Matter of Garcia v Becerra
2009 NY Slip Op 09224 [68 AD3d 864]
December 8, 2009
Appellate Division, Second Department
Published by New York State Law Reporting Bureau pursuant to Judiciary Law § 431.
As corrected through Wednesday, February 10, 2010


In the Matter of David Garcia, Appellant,
v
Cindy Becerra, Respondent. (Proceeding No. 1.) In the Matter of Cindy Becerra, Respondent, v David Garcia, Appellant. (Proceeding No. 2.)

[*1] Dawn M. Shammas, Jamaica, N.Y., for appellant.

Catherine A. Sheridan, Carle Place, N.Y., attorney for the child.

In related child custody and visitation proceedings pursuant to Family Court Act article 6, the father appeals from (1) a decision of the Family Court, Queens County (Negron, Ct. Atty. Ref.), dated December 18, 2008, and (2), as limited by his brief, from stated portions of an order of the same court, also dated December 18, 2008, which, upon the decision, made after a hearing, inter alia, denied that branch of his petition which was for custody of the subject child, granted the mother's cross petition for custody of the subject child, and granted the mother's application for leave to relocate the subject child to Florida.

Ordered that the appeal from the decision is dismissed, without costs or disbursements, as no appeal lies from a decision (see Schicchi v J.A. Green Constr. Corp., 100 AD2d 509 [1984]); and it is further,

Ordered that the order is affirmed insofar as appealed from, without costs or disbursements.

The primary consideration in any custody dispute is the best interests of the child (see Domestic Relations Law § 70 [a]; Eschbach v Eschbach, 56 NY2d 167, 171 [1982]). "Custody determinations depend to a very great extent upon the hearing court's assessment of the credibility of the witnesses and of the character, temperament, and sincerity of the parties" (Matter of Brian S. v Stephanie P., 34 AD3d 685, 686 [2006] [citations and internal quotation marks omitted]). "Where a hearing court has conducted a complete evidentiary hearing, its finding must be accorded great weight, and its grant of custody will not be disturbed unless it lacks a sound and substantial basis in the record" (Matter of Venette v Rhodes, 301 AD2d 608, 608 [2003]; see Eschbach v Eschbach, 56 NY2d at 173). [*2]

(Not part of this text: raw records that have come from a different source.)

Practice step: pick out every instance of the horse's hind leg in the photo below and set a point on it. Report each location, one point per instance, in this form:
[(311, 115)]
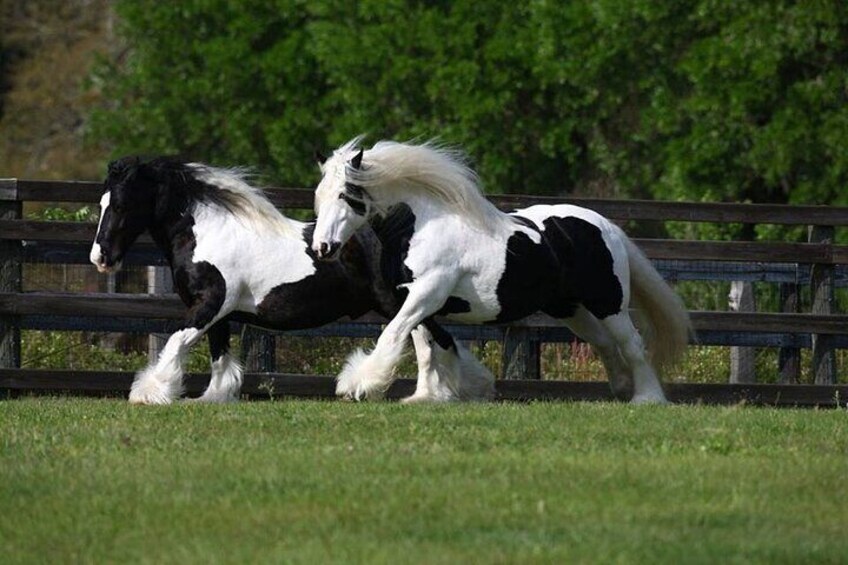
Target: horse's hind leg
[(369, 375), (588, 328), (226, 374), (446, 370), (646, 385), (162, 382)]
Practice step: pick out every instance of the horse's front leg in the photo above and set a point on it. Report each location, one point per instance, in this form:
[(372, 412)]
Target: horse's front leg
[(369, 375), (226, 373), (162, 382)]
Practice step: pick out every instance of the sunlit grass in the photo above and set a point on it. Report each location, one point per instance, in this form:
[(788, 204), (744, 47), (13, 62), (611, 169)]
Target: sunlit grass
[(307, 482)]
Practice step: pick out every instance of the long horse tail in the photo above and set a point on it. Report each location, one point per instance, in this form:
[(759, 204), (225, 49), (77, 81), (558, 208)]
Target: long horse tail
[(660, 313)]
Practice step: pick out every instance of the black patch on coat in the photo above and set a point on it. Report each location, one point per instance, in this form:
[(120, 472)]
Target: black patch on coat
[(570, 266), (219, 339), (395, 231), (585, 267)]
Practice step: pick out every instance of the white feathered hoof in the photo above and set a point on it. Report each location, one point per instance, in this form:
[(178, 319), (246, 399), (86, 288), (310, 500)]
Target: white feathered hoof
[(153, 391), (363, 378)]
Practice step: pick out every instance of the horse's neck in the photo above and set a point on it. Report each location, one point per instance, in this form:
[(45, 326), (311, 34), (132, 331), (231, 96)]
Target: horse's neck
[(172, 231)]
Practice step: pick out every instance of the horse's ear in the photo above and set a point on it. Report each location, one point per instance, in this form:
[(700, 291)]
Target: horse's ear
[(356, 162)]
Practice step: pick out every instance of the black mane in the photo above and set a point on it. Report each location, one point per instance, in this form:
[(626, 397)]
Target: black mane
[(176, 175)]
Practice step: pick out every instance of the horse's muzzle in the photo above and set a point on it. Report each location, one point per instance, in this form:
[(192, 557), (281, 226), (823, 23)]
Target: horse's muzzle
[(327, 251)]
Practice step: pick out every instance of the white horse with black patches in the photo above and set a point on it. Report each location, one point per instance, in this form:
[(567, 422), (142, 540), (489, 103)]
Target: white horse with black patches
[(465, 259), (235, 257)]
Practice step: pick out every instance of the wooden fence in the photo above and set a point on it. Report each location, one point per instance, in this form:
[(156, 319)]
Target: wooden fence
[(817, 263)]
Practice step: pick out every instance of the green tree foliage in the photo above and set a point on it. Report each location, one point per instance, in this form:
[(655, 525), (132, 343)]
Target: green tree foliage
[(694, 100)]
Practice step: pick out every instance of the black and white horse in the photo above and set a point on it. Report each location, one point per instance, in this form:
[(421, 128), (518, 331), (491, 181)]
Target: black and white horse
[(465, 259), (235, 257)]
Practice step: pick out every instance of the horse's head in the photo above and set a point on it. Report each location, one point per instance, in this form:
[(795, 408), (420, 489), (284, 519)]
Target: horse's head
[(342, 206), (127, 209)]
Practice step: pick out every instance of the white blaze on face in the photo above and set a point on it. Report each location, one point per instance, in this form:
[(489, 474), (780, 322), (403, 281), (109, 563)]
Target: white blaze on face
[(336, 220), (96, 256)]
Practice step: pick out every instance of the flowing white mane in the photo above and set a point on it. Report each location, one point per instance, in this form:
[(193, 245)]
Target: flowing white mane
[(436, 171), (246, 202)]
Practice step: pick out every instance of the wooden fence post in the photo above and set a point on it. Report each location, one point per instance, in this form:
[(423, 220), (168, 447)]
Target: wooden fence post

The Family Court's determination that the best interests of the child would be served by an award of custody to the mother was supported by a sound and substantial basis in the record and should not be disturbed (see Eschbach v Eschbach, 56 NY2d at 174; Matter of Brian S. v Stephanie, P., 34 AD3d at 686).

"When reviewing a custodial parent's request to relocate, the court's primary focus must be on the best interests of the child" (Matter of Giraldo v Gomez, 49 AD3d 645, 645 [2008]; see Matter of Said v Said, 61 AD3d 879, 881 [2009]). The Family Court, upon weighing the appropriate factors set forth in Matter of Tropea v Tropea (87 NY2d 727, 740-741 [1996]), properly determined that relocation was in the child's best interests.

The father's remaining contentions are without merit. Mastro, J.P., Florio, Balkin and Leventhal, JJ., concur.